Public opinion is not everything in an industrial dispute about pay, but it’s a lot. Newly-elected, Labour settled the last pay dispute both deliberately, noisily and publicly. This meant that the excellence of the deal that resident doctors then got cut through to public awareness, loud and clear.
When you see new chair of BMA Council Tom Dolphin telling the Grauniad that residents’ 29% demand is not up for negotiation “because it’s based on a principle. If we picked a different number, that wouldn’t achieve the pay restoration. So that’s why it looks inflexible”, he apparently assumes that people who are not resident doctors or their families could conceivably give a fuck about their principle of pay restoration.
This seems to me like an incorrect assumption.
And in an industrial dispute about getting more money, it is very unwise to say that your position is “a principle”, because negotiation is therefore impossible.
Residents’ leaders’ attempt to make a case out of the lost differential with their 2008 earnings is an absolute hiding to nothing. The BMA chose to let their pay differential go for many years: that’s on them.
I suspect that they will be taken aback by the lack of public support, if they go ahead with their planned strike at the end of the month.

Mr Streeting, meanwhile, is playing this one on ‘full reasonable’ mode.
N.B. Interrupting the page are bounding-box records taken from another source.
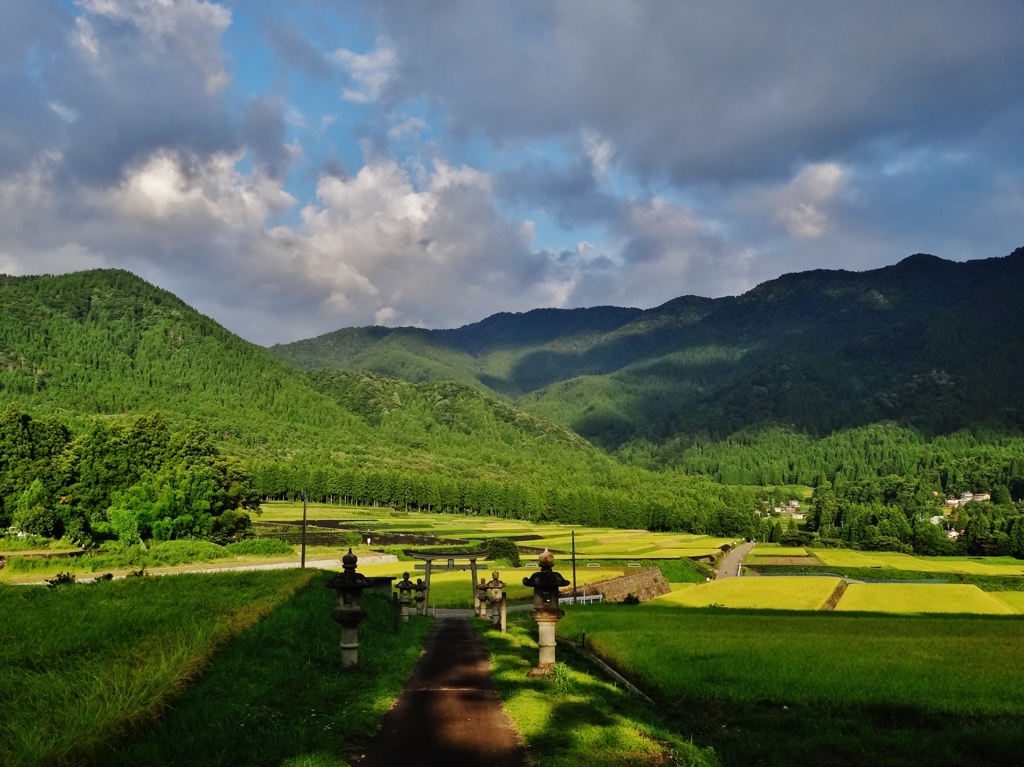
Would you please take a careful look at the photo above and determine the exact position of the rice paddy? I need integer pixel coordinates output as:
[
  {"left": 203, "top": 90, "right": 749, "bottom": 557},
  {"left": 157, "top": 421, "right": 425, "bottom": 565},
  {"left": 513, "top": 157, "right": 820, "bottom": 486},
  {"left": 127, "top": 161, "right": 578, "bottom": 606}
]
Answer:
[
  {"left": 557, "top": 606, "right": 1024, "bottom": 767},
  {"left": 649, "top": 576, "right": 842, "bottom": 610},
  {"left": 831, "top": 579, "right": 1019, "bottom": 615}
]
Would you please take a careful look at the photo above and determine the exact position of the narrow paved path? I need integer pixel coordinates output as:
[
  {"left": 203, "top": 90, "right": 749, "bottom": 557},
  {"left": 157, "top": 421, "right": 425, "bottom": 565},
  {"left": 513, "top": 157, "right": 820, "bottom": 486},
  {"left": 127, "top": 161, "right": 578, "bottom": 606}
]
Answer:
[
  {"left": 349, "top": 617, "right": 526, "bottom": 767},
  {"left": 715, "top": 543, "right": 754, "bottom": 581}
]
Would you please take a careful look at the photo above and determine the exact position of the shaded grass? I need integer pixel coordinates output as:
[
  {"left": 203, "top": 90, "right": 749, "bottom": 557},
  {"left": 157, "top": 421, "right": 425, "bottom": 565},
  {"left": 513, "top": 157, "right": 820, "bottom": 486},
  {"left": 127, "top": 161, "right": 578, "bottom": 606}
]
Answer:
[
  {"left": 558, "top": 605, "right": 1024, "bottom": 767},
  {"left": 103, "top": 573, "right": 433, "bottom": 767},
  {"left": 0, "top": 570, "right": 312, "bottom": 766},
  {"left": 475, "top": 614, "right": 718, "bottom": 767}
]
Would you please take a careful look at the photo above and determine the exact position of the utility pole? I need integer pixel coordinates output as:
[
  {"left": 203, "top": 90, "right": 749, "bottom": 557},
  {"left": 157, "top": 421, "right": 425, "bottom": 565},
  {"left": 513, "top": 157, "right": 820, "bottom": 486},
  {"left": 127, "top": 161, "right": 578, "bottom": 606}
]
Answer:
[
  {"left": 572, "top": 530, "right": 575, "bottom": 604},
  {"left": 302, "top": 489, "right": 306, "bottom": 567}
]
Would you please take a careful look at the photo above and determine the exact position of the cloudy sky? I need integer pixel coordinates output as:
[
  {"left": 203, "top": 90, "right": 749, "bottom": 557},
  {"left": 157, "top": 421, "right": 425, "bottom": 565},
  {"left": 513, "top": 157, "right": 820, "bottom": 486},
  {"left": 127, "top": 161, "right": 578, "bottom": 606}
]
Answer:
[{"left": 0, "top": 0, "right": 1024, "bottom": 344}]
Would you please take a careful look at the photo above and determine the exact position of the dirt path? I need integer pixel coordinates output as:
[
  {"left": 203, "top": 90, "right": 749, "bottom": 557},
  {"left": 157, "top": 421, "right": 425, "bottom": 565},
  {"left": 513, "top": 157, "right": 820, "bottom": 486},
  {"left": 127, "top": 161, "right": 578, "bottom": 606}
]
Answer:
[
  {"left": 715, "top": 543, "right": 754, "bottom": 581},
  {"left": 349, "top": 617, "right": 526, "bottom": 767}
]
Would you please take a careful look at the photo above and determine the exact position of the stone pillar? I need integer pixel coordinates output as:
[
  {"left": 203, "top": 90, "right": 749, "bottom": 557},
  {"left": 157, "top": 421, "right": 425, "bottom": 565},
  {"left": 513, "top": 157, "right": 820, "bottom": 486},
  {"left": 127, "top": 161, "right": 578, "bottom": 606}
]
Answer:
[
  {"left": 395, "top": 572, "right": 416, "bottom": 624},
  {"left": 413, "top": 578, "right": 427, "bottom": 615},
  {"left": 327, "top": 549, "right": 370, "bottom": 669},
  {"left": 522, "top": 549, "right": 569, "bottom": 677},
  {"left": 423, "top": 559, "right": 430, "bottom": 615},
  {"left": 487, "top": 570, "right": 505, "bottom": 629},
  {"left": 473, "top": 578, "right": 487, "bottom": 621}
]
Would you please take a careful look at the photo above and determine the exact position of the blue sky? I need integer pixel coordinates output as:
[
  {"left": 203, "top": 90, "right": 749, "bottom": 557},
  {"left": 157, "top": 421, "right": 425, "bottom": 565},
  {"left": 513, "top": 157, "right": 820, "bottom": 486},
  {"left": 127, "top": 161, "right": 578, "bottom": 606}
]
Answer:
[{"left": 0, "top": 0, "right": 1024, "bottom": 344}]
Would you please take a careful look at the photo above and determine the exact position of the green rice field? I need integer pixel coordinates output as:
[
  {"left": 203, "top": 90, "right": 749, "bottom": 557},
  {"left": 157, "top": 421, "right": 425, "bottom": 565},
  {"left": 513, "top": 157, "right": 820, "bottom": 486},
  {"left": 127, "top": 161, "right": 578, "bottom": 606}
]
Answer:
[
  {"left": 558, "top": 606, "right": 1024, "bottom": 767},
  {"left": 254, "top": 501, "right": 739, "bottom": 559}
]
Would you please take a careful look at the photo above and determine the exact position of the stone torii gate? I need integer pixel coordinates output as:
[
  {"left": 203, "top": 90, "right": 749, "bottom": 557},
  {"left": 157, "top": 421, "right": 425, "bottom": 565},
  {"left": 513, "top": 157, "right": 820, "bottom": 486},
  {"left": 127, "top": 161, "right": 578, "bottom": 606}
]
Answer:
[{"left": 409, "top": 551, "right": 487, "bottom": 615}]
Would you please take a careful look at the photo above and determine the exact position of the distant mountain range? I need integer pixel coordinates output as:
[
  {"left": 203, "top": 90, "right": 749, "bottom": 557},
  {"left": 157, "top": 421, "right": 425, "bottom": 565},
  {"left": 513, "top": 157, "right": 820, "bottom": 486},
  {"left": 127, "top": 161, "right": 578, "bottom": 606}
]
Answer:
[{"left": 270, "top": 249, "right": 1024, "bottom": 450}]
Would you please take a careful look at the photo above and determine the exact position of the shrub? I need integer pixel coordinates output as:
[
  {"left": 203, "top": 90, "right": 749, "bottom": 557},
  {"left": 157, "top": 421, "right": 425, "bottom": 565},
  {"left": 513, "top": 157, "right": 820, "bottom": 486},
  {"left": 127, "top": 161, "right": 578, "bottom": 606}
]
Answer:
[
  {"left": 224, "top": 538, "right": 294, "bottom": 557},
  {"left": 484, "top": 538, "right": 521, "bottom": 567}
]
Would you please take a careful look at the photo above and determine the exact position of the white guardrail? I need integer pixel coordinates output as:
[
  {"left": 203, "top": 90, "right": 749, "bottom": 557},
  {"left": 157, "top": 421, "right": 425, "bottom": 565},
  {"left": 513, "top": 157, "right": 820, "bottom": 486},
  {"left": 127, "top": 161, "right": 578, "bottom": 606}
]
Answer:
[{"left": 558, "top": 594, "right": 604, "bottom": 604}]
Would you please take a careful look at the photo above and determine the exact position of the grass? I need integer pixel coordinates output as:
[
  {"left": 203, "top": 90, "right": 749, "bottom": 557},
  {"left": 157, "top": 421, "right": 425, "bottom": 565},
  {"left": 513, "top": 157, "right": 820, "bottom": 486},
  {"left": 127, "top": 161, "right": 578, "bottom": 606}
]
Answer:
[
  {"left": 477, "top": 614, "right": 718, "bottom": 767},
  {"left": 558, "top": 606, "right": 1024, "bottom": 767},
  {"left": 831, "top": 579, "right": 1018, "bottom": 615},
  {"left": 649, "top": 576, "right": 841, "bottom": 610},
  {"left": 103, "top": 571, "right": 433, "bottom": 767},
  {"left": 0, "top": 540, "right": 307, "bottom": 582},
  {"left": 0, "top": 570, "right": 313, "bottom": 767},
  {"left": 814, "top": 549, "right": 1024, "bottom": 576}
]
For now. Because he knows that the residents’ leadership have miscalculated their hand, and in so doing, played right into his.
Recommended and required reading
I’ve gone on about this one a lot: the Commons Public Accounts Committee’s new report on the government's use of private finance warns that badly-managed PFI contracts are leading to poor quality assets being handed back to the public sector.
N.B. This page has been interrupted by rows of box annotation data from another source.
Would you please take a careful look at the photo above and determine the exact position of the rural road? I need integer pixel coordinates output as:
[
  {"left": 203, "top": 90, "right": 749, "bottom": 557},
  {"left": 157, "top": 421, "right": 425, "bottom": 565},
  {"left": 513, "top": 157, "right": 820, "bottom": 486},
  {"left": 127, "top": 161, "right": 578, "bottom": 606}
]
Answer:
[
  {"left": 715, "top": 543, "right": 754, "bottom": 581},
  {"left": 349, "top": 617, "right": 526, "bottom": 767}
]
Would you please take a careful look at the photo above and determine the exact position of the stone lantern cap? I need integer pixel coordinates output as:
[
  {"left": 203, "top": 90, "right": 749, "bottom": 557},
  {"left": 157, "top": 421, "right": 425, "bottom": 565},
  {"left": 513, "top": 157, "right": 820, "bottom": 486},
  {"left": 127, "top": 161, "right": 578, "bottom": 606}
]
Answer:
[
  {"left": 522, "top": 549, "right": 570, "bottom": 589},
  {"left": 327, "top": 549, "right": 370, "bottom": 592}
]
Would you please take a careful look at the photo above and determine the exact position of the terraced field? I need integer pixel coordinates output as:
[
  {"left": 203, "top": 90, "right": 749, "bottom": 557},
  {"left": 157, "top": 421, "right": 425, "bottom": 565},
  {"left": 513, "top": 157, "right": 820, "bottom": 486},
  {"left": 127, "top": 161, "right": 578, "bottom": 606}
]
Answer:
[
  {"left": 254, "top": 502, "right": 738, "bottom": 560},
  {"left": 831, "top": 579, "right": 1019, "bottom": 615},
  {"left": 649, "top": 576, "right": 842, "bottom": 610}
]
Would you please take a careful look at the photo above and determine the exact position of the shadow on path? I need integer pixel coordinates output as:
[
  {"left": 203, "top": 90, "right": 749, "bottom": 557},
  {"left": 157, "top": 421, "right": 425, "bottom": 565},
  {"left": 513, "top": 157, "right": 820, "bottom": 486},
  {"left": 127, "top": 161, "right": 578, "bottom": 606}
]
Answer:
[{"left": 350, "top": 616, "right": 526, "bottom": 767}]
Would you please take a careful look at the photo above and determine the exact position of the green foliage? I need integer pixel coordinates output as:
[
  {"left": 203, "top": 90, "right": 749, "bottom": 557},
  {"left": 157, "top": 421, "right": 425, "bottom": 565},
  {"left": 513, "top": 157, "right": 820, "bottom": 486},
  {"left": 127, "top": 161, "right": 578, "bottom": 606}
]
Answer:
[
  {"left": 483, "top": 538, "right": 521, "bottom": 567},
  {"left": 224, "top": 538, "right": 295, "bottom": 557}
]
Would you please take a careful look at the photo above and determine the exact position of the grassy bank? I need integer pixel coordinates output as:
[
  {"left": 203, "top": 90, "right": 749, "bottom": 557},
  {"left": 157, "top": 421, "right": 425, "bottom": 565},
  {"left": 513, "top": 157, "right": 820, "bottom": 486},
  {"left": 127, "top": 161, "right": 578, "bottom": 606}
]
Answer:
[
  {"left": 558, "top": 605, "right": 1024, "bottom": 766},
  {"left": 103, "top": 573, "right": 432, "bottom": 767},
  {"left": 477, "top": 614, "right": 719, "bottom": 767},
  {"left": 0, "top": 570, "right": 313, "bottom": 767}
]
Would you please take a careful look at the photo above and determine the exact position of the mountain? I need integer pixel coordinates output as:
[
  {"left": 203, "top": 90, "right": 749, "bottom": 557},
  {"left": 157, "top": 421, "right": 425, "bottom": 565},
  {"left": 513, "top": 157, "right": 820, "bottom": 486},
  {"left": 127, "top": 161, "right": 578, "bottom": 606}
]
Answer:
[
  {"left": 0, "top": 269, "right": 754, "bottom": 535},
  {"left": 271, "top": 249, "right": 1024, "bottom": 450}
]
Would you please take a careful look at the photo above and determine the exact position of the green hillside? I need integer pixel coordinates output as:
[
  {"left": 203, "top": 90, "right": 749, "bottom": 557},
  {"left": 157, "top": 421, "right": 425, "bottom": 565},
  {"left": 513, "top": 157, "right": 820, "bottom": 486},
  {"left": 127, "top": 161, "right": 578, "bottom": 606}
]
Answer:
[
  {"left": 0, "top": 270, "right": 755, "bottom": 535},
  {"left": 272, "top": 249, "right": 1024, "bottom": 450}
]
Helen Buckingham pointed me to this excellent piece from Geoff Mulgan, about the importance of plumbing in public sector reform.
The Guardian reports that when giving evidence to the Commons science and technology committee on Tuesday, Palantir’s UK lead Louis Moseley asserted that “the accusation that we lack transparency or this is secretive is wrong. I think that BMA has, if I may be frank, chosen ideology over patient interest. I think our software is going to make patient lives better by making their treatment quicker, more effective, and ultimately the healthcare system more efficient”. (Usual COI declaration: I was previously paid for work as a member of Palantir’s UK health advisory panel.)
The Tony Blair Institute’s health team have reached peak triteness with this daft piece about disruptive delivery.